Fig. 3. Morphology and physical-chemical profiles of the CFEu and Si-CFEu nanoparticles.

(A-G) High-resolution transmission electron microscopy (TEM) images of CFEu nanoparticles. (A) The distribution pattern of the particles is shown in a lower field image, scale = 20 nm with the insets demonstrating a ring pattern arrangement, scale = 10 nm. (B) A histogram illustrates the nanoparticles size distribution and an average size of the particles was 7.2 nm. (C) In a high resolution image, the facetted shape and dimensions of the particles are shown, scale = 5 nm. (D) A complete structural morphological pattern of particle is shown with lattice fringes, scale = 2 nm. (E) Electron diffraction pattern of CFEu nanoparticles is shown.
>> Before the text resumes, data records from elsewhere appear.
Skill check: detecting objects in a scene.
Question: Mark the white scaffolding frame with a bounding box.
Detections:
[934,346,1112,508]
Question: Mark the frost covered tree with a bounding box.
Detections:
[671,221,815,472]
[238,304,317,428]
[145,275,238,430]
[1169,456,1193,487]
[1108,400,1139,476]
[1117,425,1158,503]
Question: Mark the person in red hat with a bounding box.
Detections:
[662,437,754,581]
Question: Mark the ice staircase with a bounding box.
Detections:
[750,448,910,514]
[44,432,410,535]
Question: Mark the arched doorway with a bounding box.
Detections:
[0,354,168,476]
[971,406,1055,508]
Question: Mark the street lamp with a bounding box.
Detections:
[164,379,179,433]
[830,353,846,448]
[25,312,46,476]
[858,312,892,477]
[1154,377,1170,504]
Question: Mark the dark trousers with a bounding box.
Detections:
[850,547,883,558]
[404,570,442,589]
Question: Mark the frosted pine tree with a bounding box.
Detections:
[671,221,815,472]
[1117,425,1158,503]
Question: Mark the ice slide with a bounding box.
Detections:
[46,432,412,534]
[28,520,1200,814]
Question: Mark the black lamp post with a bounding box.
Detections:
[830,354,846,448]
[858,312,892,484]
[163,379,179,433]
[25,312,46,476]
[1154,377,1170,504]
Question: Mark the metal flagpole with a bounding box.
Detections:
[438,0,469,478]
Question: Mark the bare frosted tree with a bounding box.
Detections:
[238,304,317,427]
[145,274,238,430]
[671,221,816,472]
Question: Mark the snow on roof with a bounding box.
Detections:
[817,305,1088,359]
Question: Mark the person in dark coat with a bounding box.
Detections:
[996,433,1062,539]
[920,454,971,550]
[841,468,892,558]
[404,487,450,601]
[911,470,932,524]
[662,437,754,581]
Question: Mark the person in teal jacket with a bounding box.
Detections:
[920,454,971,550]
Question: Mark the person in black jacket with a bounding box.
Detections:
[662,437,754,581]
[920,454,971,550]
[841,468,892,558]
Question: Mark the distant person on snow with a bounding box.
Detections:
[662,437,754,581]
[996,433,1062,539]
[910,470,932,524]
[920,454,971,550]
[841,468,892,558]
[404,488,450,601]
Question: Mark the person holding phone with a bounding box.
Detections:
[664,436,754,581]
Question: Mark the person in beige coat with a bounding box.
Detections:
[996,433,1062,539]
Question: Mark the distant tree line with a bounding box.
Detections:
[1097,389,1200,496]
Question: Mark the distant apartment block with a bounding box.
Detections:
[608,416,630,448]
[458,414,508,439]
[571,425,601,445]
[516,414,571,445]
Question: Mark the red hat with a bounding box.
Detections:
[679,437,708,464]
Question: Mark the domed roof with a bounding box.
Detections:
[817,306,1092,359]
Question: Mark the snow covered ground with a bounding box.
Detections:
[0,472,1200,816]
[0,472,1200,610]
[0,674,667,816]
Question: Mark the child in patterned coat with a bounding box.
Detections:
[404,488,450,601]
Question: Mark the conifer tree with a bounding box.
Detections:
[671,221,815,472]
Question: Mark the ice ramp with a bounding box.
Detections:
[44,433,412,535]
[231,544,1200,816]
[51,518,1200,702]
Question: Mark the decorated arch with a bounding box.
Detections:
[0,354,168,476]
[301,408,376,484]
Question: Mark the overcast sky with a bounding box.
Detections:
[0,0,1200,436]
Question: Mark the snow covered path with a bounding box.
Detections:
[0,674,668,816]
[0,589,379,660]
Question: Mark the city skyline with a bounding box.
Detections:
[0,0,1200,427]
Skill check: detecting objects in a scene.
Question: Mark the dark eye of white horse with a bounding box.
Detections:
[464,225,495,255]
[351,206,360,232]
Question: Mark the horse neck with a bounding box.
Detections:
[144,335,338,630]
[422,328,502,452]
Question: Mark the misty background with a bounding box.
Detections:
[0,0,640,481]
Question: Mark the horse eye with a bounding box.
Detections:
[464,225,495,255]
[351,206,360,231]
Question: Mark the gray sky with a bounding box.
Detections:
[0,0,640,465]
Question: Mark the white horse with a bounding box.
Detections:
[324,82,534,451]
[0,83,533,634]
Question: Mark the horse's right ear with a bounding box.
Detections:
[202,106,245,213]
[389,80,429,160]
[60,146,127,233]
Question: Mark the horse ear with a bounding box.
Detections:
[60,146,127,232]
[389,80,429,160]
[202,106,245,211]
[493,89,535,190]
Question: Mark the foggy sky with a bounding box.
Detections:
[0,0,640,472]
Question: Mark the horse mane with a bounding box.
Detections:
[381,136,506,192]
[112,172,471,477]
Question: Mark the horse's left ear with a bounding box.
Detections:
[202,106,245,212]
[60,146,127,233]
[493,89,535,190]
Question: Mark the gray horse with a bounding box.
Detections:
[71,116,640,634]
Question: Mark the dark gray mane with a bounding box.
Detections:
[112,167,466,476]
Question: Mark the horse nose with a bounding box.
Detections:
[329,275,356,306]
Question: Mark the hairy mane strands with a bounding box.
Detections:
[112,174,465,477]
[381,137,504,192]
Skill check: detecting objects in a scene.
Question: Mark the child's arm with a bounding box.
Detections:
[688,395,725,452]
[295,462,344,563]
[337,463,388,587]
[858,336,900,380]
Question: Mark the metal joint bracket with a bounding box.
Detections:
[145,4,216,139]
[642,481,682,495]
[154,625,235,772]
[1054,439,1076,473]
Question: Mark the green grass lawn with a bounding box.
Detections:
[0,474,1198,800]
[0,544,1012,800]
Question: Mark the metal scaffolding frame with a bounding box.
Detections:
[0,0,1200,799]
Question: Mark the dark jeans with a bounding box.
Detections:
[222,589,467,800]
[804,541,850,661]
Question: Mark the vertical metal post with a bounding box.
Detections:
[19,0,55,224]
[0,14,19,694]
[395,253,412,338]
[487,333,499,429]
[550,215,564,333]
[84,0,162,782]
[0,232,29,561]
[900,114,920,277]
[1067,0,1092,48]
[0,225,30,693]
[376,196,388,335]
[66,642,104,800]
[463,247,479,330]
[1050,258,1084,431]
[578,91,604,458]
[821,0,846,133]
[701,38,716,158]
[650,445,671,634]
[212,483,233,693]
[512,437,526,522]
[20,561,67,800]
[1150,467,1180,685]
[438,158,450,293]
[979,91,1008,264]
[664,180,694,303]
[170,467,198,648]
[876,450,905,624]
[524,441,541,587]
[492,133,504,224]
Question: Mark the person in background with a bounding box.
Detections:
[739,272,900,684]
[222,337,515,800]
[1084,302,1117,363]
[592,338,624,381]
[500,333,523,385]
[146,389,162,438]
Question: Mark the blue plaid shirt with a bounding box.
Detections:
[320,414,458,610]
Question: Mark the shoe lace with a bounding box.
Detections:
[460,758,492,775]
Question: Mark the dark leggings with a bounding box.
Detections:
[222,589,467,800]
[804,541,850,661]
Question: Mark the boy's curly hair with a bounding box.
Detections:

Simulation indexation (PCED2s) of the observed lines corresponds to the characteristic interplanar spacings of the crystal structure. (F) Si-CFEu nanoparticles with uniform Si-P407 shells coverd on CFEu nanoparticles, scale = 50 nm. (G) Hydrodynamic size distribution of USPIO, Si-CFEu and FA-Si-CFEu nanoparticles by dynamic light scattering (DLS). (H) Distribution of metals is measured with energy dispersive x-ray spectroscopy.

Fig. 4. Characterization of the distribution of CFEu and Si-CFEu nanoparticles by AFM.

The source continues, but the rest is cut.